In concluding that Illinois now recognizes an advance payment retainer, the Court cited as persuasive authority the Client Trust Account Handbook published in 2001 by the Illinois ARDC. The handbook explicitly recognizes the distinction between security retainers and advance fee payments.
“[W]ith advance fee payments, the client agrees to pay in advance for some or all of the services that the lawyer is expected to perform on a particular legal problem. The prepayment is applied against the lawyer’s hourly fee and the lawyer spends down the retainer as services are rendered. In Illinois, unless otherwise provided by statute or court order, the specific terms of the fee agreement with the client determine whether such prepayments remain the client’s funds and must be deposited in the trust account until earned or whether they are the lawyer’s funds and therefore must not be placed in the trust account. If a lawyer and a client agree in writing or orally that the lawyer will deposit the prepayment in the client trust account and bill against it as the representation proceeds, the funds remain the property of the client and must be deposited in the trust account. Withdrawals can be made only with notice to and agreement of the client. On the other hand, if the lawyer and client agree that the prepayment is immediate compensation for the lawyer’s commitment to perform future services, e.g., a flat fee agreement, the funds are the property of the lawyer and may be deposited in the lawyer’s operating or business account.” Client Trust Account Handbook, pt. IV (A)(5).

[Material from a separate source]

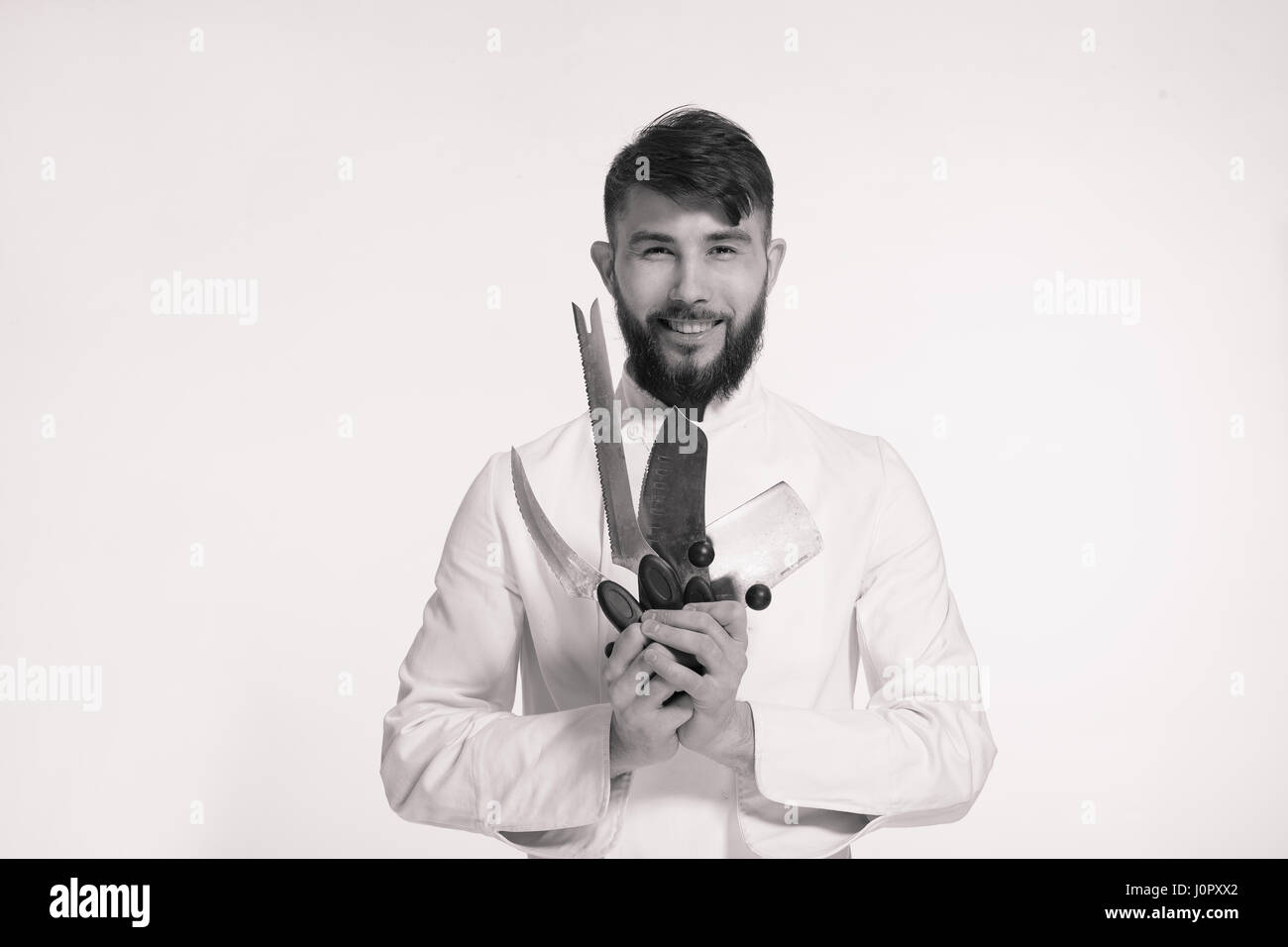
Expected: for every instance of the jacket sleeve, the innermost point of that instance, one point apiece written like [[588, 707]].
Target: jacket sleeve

The Court ruled that any written retainer agreement, regardless of the type of retainer contemplated, should clearly define the kind of retainer being paid. If the parties agree that the client will pay a security retainer, that term should be used in the agreement; it should also state that the funds remain the property of the client until used to pay for services rendered and that the funds will be deposited in a client trust account. If the parties determine that an advance payment retainer best meets the client’s needs, the written agreement must use that term and clearly state that the funds become the property of the lawyer when paid and that they will not be held in a client trust account. Importantly, “advance payment retainer agreements must be in writing and they must clearly disclose to the client the nature of the retainer, where it will be deposited, and how the lawyer or law firm will handle withdrawals from the retainer in payment for services rendered.”(emphasis supplied) Further, the Court ruled that:
[A] written agreement providing for an advance payment retainer must contain language advising the client of the option to place his or her money into a security retainer. The agreement must clearly advise the client that the choice of the type of retainer to be used is the client’s alone; provided, however, that if the attorney is unwilling to represent the client without receiving an advance payment retainer, the agreement must so state, including the attorney’s reasons therefor. In addition, an advance payment retainer agreement must set forth the special purpose behind the retainer and explain why an advance payment retainer is advantageous to the client. Finally, in the event that the parties’ intent cannot be gleaned from the language of their agreement, we conclude that the agreement must be construed as providing for a security retainer....construing an unclear retainer agreement to establish a security retainer will provide the greatest protection for a client’s funds, since they will not be subject to the lawyer’s creditors and withdrawals from the funds may be made only with notice to and agreement of the client. Reimbursement to the client of any unearned fees may also be facilitated by construing an unclear agreement as a security retainer, since the funds must be held separate from the lawyer’s own funds.
The holding in the case has caused substantial discussion among NOBC members, especially Bar Counsel hailing from jurisdictions that do not recognize advance payment retainers. As one longtime Bar Counsel noted: “I haven't [yet] read the case, but that language from the summary makes it sound pretty scary. The "advance payment retainer" which causes ownership of the funds to pass immediately to the lawyer sounds more to me like the kind of money that should be held in trust.”